You know the feels. The “crippling anxiety”, the stings of “weaponised shame”, “the disaster of heterosexuality” and the “post-rationalisation”. All the feels that oppress nerds, LGBT individuals and countless other victims and make them incapable of living life. Were Scott Aaronson only able to cast off his blinders, he’d realize that the same structures of privilege which caused his childhood loneliness and frustration are the drivers of women’s failure in the STEM professions.
Nonetheless, he makes a sudden leap, and it’s a leap that comes right from the gut, from an honest place of trauma and post-rationalisation, from that teenage misery to a universal story of why nerdy men are in fact among the least privileged men out there, and why holding those men to account for the lack of representation of women in STEM areas – in the most important fields both of human development and social mobility right now, the places where power is being created and cemented right now – is somehow unfair. Nerds are not like the ‘neanderthals’, the REAL abusers of women. They should get a break.

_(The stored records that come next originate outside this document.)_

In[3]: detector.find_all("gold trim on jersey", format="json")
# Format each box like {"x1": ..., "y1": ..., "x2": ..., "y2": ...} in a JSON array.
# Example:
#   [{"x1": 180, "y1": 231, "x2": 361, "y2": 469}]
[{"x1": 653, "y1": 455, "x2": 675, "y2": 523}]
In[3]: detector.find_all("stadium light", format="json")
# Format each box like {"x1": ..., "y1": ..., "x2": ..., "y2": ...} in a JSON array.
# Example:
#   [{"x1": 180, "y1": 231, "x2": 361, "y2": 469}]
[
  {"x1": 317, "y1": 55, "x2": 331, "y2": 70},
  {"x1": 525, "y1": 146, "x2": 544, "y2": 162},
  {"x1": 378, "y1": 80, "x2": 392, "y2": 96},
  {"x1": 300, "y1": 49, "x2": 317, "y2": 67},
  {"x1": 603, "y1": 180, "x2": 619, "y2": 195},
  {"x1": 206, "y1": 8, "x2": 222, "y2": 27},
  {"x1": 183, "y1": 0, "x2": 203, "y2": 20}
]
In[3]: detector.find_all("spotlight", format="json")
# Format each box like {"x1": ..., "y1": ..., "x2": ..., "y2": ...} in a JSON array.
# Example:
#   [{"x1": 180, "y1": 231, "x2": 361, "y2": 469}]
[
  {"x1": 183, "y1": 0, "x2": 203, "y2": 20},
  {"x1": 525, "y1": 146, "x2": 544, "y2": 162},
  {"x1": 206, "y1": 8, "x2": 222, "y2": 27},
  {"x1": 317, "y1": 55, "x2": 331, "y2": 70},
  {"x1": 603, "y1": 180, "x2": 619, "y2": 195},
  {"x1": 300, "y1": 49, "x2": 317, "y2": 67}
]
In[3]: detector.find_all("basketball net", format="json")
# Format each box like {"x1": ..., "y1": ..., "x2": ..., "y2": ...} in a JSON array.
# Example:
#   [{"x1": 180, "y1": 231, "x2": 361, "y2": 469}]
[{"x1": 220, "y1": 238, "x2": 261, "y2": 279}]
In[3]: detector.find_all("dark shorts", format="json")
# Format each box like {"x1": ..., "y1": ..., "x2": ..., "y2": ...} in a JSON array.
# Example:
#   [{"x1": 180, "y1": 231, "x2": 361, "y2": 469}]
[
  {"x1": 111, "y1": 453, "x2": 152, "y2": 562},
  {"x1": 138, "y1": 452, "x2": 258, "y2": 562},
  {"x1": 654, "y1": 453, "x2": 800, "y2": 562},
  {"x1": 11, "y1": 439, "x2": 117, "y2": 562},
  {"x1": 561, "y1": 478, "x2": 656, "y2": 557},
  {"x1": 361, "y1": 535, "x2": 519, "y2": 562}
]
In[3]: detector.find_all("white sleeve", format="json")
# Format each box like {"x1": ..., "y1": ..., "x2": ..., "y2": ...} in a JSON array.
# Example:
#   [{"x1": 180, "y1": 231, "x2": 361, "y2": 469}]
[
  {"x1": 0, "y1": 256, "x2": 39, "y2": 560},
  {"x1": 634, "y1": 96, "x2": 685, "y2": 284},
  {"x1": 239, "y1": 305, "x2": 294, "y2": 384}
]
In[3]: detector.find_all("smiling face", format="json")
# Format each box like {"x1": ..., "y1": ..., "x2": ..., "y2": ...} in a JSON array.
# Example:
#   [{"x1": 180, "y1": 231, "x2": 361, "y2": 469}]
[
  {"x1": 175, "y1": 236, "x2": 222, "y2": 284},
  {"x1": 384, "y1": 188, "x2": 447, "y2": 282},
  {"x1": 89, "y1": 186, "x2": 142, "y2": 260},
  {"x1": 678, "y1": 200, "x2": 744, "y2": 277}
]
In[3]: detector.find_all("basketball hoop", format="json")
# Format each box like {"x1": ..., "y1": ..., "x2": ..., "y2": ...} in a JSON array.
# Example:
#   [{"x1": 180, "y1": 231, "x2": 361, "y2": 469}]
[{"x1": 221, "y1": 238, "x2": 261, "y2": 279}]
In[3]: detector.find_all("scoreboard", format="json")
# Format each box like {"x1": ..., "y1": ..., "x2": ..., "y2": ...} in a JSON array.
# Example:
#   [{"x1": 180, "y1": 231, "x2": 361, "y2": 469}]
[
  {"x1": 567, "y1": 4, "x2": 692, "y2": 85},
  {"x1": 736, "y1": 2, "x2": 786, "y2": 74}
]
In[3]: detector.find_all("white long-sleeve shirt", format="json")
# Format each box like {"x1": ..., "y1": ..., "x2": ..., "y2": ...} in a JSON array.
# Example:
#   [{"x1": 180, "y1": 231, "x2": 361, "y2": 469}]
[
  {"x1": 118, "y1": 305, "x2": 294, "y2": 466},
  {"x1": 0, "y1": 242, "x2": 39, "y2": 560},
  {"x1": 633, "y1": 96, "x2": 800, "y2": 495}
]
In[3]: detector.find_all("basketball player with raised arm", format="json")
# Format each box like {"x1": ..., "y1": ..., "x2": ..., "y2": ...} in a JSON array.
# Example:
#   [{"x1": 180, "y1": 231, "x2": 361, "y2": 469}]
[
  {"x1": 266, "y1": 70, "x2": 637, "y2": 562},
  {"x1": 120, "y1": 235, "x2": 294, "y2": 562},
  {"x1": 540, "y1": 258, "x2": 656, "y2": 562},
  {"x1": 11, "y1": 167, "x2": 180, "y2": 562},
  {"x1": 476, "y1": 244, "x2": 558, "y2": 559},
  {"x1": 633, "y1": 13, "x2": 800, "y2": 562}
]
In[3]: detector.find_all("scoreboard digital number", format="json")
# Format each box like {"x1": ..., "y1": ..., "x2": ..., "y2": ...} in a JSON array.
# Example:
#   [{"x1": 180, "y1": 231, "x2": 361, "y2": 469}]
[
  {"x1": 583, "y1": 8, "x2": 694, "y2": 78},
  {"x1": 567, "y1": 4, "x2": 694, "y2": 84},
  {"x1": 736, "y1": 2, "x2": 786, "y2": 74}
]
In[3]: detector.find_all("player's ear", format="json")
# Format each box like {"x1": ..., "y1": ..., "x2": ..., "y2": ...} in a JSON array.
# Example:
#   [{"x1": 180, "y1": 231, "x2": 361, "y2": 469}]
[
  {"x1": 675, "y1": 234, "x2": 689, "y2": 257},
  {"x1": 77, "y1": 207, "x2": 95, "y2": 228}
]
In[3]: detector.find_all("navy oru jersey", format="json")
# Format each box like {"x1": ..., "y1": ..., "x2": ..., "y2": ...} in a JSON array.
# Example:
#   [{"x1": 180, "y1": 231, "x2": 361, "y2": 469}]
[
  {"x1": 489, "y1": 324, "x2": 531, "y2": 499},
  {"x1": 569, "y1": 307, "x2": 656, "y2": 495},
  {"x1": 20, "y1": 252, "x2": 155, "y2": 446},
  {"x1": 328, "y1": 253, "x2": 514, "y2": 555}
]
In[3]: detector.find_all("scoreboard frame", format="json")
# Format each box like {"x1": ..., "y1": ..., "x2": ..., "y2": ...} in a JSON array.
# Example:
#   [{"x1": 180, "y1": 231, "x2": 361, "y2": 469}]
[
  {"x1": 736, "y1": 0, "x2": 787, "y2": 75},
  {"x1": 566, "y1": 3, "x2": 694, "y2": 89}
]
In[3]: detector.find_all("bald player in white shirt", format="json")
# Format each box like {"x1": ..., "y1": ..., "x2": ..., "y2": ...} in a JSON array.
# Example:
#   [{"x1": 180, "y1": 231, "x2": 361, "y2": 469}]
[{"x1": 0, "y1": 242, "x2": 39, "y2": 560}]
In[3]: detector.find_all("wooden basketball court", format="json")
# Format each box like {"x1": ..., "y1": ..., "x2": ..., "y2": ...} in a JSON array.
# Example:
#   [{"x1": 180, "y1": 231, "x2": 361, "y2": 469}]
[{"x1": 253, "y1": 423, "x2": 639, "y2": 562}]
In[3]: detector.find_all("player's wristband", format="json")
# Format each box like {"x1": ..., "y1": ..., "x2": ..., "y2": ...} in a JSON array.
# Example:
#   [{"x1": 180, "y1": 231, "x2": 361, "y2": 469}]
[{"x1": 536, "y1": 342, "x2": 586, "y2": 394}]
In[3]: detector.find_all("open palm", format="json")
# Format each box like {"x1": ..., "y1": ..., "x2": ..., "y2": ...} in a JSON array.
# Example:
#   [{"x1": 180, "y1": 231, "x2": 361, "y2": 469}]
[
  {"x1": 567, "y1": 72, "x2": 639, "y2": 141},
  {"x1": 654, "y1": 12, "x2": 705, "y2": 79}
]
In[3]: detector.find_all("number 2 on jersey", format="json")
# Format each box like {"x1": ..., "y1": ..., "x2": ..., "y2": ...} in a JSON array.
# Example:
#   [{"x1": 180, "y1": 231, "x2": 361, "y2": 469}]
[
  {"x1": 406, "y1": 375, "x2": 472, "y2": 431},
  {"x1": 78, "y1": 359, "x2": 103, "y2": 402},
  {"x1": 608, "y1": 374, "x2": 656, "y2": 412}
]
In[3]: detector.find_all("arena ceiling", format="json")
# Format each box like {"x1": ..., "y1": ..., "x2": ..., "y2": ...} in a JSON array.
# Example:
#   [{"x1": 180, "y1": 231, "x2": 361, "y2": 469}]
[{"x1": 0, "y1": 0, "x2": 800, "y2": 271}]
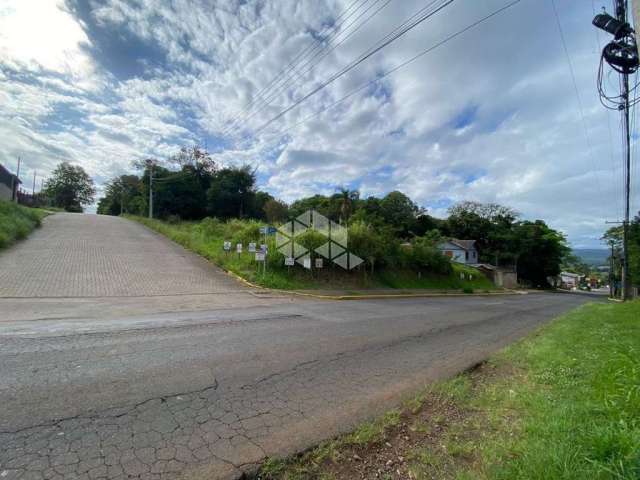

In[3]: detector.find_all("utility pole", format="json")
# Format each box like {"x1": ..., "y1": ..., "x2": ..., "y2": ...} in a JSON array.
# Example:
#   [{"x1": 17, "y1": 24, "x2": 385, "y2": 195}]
[
  {"x1": 616, "y1": 0, "x2": 631, "y2": 300},
  {"x1": 593, "y1": 0, "x2": 640, "y2": 300},
  {"x1": 149, "y1": 161, "x2": 153, "y2": 219},
  {"x1": 609, "y1": 240, "x2": 616, "y2": 298},
  {"x1": 14, "y1": 157, "x2": 22, "y2": 203}
]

Aaronson, like the Lewin’s accusers have been mugged by the REAL abusers, the uber white guys; the dudes who secretly foregather in Greek fraternity houses in the University of Virginia like vampires in the night; the secret illuminati who oppress the world and make it a hell for everyone else. We should shine the spotlight at last on the true villains of our age and every age.
But there’s a problem. Despite the fact that they walk among us, despite their ubiquitous power to oppress billions of people, the ubers are surprisingly hard to spot. You would be mistaken for example, if you thought Lyndon Johnson was a white guy. No, no. As Joseph Califano, LBJ’s assistant for domestic affairs writes in the Washington Post, the president stitched up Selma in coordination with Martin Luther King and there are recordings to prove it. LBJ was only pretending to be an uber white guy — secretly he was a Democrat.

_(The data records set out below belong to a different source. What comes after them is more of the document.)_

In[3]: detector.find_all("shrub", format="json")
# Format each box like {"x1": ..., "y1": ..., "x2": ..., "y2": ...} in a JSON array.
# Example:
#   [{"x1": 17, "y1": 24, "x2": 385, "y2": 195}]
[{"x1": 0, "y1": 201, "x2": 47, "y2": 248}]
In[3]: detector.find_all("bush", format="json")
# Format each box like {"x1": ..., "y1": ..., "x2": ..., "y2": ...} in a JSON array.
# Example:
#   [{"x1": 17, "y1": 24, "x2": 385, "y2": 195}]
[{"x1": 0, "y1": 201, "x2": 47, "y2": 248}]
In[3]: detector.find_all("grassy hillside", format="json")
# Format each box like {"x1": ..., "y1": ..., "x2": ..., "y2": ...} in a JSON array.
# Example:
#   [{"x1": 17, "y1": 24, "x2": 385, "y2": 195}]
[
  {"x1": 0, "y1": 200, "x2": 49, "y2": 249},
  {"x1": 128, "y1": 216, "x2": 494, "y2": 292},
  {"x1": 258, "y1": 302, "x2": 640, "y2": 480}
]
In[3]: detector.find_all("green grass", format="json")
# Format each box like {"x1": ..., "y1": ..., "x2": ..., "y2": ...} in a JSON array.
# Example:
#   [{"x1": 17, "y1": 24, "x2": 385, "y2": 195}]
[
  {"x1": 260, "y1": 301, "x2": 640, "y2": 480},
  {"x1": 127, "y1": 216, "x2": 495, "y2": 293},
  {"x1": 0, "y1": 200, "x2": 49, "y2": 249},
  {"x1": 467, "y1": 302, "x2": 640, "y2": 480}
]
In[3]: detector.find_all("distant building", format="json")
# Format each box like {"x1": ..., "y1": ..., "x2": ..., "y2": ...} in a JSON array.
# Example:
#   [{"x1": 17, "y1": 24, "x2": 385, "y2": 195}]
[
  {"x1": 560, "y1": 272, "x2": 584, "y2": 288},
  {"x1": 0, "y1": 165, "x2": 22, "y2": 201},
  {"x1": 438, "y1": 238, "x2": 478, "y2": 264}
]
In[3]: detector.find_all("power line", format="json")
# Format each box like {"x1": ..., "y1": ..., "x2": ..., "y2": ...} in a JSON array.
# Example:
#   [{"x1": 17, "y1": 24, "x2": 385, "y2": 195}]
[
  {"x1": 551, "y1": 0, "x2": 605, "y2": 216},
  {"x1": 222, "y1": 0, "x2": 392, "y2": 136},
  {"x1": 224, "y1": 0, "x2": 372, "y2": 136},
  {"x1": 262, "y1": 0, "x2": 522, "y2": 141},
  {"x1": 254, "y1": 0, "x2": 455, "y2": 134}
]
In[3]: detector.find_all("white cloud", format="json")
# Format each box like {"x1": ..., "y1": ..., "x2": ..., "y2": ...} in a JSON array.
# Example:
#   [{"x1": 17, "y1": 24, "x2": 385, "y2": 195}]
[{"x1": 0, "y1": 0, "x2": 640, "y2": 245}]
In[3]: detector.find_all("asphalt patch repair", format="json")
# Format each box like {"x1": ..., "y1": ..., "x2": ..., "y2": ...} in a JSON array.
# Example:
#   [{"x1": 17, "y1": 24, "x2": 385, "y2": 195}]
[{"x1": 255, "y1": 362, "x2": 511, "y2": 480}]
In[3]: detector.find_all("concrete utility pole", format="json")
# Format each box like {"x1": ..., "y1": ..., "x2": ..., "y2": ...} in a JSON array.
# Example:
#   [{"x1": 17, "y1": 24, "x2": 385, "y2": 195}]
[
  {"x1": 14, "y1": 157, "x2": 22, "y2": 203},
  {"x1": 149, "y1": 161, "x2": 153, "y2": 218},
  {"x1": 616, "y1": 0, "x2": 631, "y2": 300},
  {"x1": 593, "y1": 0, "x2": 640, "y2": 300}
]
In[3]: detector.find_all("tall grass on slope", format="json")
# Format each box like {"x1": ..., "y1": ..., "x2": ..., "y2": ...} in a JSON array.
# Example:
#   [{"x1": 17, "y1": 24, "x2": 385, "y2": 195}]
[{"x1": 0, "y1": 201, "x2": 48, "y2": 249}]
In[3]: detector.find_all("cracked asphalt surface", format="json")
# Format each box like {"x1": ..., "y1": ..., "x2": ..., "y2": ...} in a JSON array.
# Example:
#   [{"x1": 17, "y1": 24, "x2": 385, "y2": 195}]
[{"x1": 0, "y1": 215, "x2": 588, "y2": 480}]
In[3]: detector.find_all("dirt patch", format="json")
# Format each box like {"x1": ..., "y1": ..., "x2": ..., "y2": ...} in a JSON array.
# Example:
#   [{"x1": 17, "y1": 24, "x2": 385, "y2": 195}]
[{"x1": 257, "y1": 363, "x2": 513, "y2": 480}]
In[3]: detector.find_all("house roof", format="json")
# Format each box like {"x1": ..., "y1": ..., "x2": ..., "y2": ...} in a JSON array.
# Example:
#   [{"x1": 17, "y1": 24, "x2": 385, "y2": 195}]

In fact, Selma was LBJ’s idea, he considered the Voting Rights Act his greatest legislative achievement, he viewed King as an essential partner in getting it enacted — and he didn’t use the FBI to disparage him.
On Jan. 15, 1965, LBJ talked to King by telephone about his intention to send a voting rights act to Congress: “There is not going to be anything as effective, though, Doctor, as all [blacks] voting.”

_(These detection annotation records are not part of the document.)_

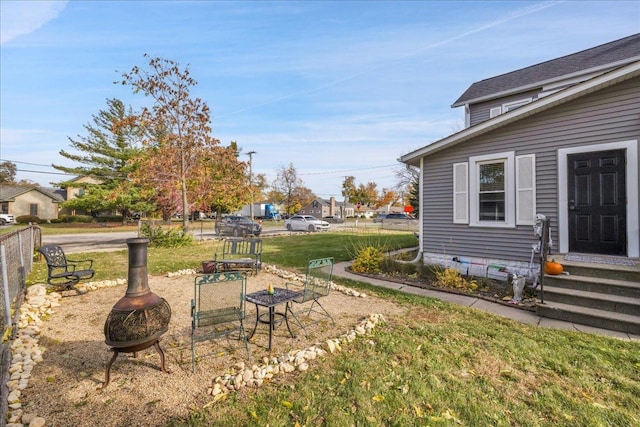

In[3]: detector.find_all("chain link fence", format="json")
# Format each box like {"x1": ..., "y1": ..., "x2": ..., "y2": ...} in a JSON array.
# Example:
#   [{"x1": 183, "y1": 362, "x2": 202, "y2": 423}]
[{"x1": 0, "y1": 226, "x2": 42, "y2": 426}]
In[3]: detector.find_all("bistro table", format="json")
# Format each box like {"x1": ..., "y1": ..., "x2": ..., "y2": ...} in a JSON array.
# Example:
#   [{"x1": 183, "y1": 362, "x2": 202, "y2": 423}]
[{"x1": 245, "y1": 288, "x2": 304, "y2": 351}]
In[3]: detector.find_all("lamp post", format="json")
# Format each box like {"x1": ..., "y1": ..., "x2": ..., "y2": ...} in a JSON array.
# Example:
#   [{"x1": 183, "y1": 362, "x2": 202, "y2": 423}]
[{"x1": 247, "y1": 150, "x2": 256, "y2": 221}]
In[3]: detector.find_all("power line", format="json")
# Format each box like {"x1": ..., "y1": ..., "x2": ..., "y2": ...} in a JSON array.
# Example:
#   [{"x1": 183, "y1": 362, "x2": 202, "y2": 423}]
[{"x1": 0, "y1": 159, "x2": 53, "y2": 168}]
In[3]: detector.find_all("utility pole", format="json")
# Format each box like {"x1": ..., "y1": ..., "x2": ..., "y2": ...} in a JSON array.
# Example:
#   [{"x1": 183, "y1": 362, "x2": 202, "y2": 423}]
[{"x1": 247, "y1": 150, "x2": 256, "y2": 221}]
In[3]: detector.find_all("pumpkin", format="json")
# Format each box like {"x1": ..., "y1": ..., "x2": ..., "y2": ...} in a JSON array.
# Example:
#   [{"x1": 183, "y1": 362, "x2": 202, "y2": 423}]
[{"x1": 544, "y1": 260, "x2": 563, "y2": 275}]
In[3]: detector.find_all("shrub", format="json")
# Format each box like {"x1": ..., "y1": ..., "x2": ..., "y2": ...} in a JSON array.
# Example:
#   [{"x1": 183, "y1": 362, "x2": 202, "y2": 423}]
[
  {"x1": 434, "y1": 268, "x2": 478, "y2": 291},
  {"x1": 351, "y1": 246, "x2": 384, "y2": 273},
  {"x1": 140, "y1": 222, "x2": 193, "y2": 248},
  {"x1": 16, "y1": 215, "x2": 42, "y2": 224}
]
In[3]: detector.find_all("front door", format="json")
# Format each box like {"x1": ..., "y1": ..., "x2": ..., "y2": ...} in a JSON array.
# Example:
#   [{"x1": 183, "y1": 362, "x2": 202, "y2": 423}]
[{"x1": 567, "y1": 150, "x2": 627, "y2": 255}]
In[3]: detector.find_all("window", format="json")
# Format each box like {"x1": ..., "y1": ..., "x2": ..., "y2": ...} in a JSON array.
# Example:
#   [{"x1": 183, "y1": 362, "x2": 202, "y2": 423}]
[
  {"x1": 502, "y1": 98, "x2": 531, "y2": 113},
  {"x1": 453, "y1": 151, "x2": 536, "y2": 227},
  {"x1": 489, "y1": 98, "x2": 532, "y2": 119},
  {"x1": 478, "y1": 160, "x2": 507, "y2": 222}
]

It’s important to remember that ‘white’ doesn’t mean ‘white’ any more than The Patriarchy refers to biological males, of which there is no such thing. Whiteness, like Maleness is modified by ideology, party affiliation and above all their place in the Narrative. Spotting social oppressors requires knowledge acquired in courses like Gender or Racial studies the same way people needed special sunglasses to see the aliens among us in the movie They Live.
Identity and indeed guilt are determined by the way you think. Otherwise you fall into the heresy of heteronormativity, “the belief that people fall into distinct and complementary genders (man and woman) with natural roles in life … Heteronormativity is often linked to heterosexism and homophobia.” It is descended from the even graver error of normativity, the mistaken belief that there’s a right way and a wrong way: a norm.
But back to waking up and finding you’re crazy.
Penny writes that one of the dangers to reality being all in the mind is you can think you’ve been a good guy all your life and suddenly realize you’re Darth Vader. Like Franz Kafka’s narrator in Metamorphosis, you may wake up one day to find yourself transformed into a gigantic cockroach. It’s a shocking realization but one you should be open to.
Finding out that you’re not the Rebel Alliance, you’re actually part of the Empire and have been all along, is painful. Believe me, I know. (Although I always saw myself as an Ewok). We bring our broken hearts and blue balls to the table when we talk gender politics, especially if we are straight folks. Consent and the boundaries of consent – desire and what we’re allowed to speak of desire – we’re going to have to get better, braver and more honest, we’re going to have to undo decades of toxic socialisation and learn to speak to each other as human beings in double quick time.
And most of all, we’re going to have to make like Princess Elsa and let it go – all that resentment. All that rage and entitlement and hurt. Socialisation makes that process harder still for men. The road ahead will be long. I believe in you. I believe in all of us.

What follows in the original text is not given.